Console owners on each side will be thrilled to hear our PPM reviewers adore Aladdin both on SNES and Genesis (and VHS! -Jet). Is one ultimately superior? Well, here's what we have to say about that... Yes! First off, on the graphical front, Virgin and Capcom are proven masters of their craft. The SNES version includes great-looking full-body sprite art for each character, environments reminiscent of Prince of Persia, and fun text-based interludes between sections. Though on Sega, we were blown away. Virgin hired actual Disney animators in their project, delivering a spirited, fluid experience to us gamers far closer to watching the film than Capcom's more traditional approach.

spotlightsnes      spotlightgenesis

Aladdin on SNES                           Aladdin on Genesis

Yeah, yeah, so Aladdin looks better on Sega. What about the sound design? True, the Genesis has become a bit infamous for its lackluster sound chip. Even so, the developers did a fine job of translating the music and sound effects from the movie into the 16-Bit machine. The same applies to the Super NES cart, so this point may just come down to personal taste. On the gameplay front, our reviewers consider this a no-brainer. Aladdin remains a platforming adventure on Sega as well as Nintendo, but only on Sega is the combat actually any fun.
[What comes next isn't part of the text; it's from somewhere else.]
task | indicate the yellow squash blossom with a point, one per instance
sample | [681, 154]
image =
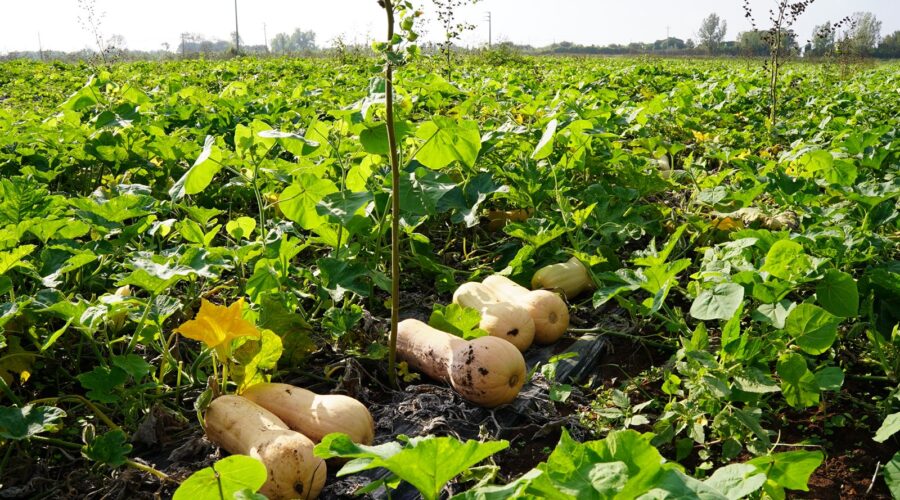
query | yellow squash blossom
[216, 326]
On Genesis, our hero fights off baddies with his trusty Scimitar. You'll find no such swordplay on SNES. His sword is on the box, but not in the game!

Instead of direct combat, Capcom made the baffling decision to have the player bounce off enemies to eliminate them. Either perform acrobatic vaults, that is, or daze your foe with a barrage of apples. This is a trait of the SNES version you'll need to get used to, since you do it an awful, awful lot. This was the deal-breaker for our review team. Along with yet another safe and kid-friendly approach to adventuring, the last thing the SNES needed was another Super Mario piggyback. With a stronger presentation and more intuitive action, our review team unanimously selected Virgin's Aladdin on Sega Genesis as the best all-around game for general audiences and Disney fans.